I'm worried that I'll be waiting outside for ages, he won't do his business, I'll bring him in after giving up and he'll do a log on the floor.

Is there a rule of thumb like, if not done in 10 mins go back indoors? If so, how long til I bring him out again? I'm still not sure on the signs he wants to go wee or poop, and I really don't want him to do it inside (although I'm prepared for accidents of course). All dogs a different I'm aware, just a general rule of thumb would be good to know.

Any advice appreciated!


----------



## beetle22

The dogs I have had, did exactly the same as puppies. You will find their time to toilet will settle down once their scent is strong in the garden.

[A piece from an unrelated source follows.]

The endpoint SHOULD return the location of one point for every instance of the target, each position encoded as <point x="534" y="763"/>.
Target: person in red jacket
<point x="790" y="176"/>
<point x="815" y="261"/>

Everytime your puppy wees, soils outside he is marking his territory. Once he feels the garden is his, you will be able to go in quicker. 

Adult dogs are also the same when out of their territory. Well my labrador was when I stayed at a friends house. As he couldn't smell his scent in my friends garden, it took him ages to do a wee and even longer to pass a motion.


----------



## BoredomBusters

How long is a piece of string? That's your answer, it's as long as it takes. How long have you had your pup? They can be accidently taught to hold on to their toilet if they like being outside and as soon as they've been they get taken back indoors, could thave have happened? Always wait at least two minutes after a pup has toileted before taking them in (unless they want to go in).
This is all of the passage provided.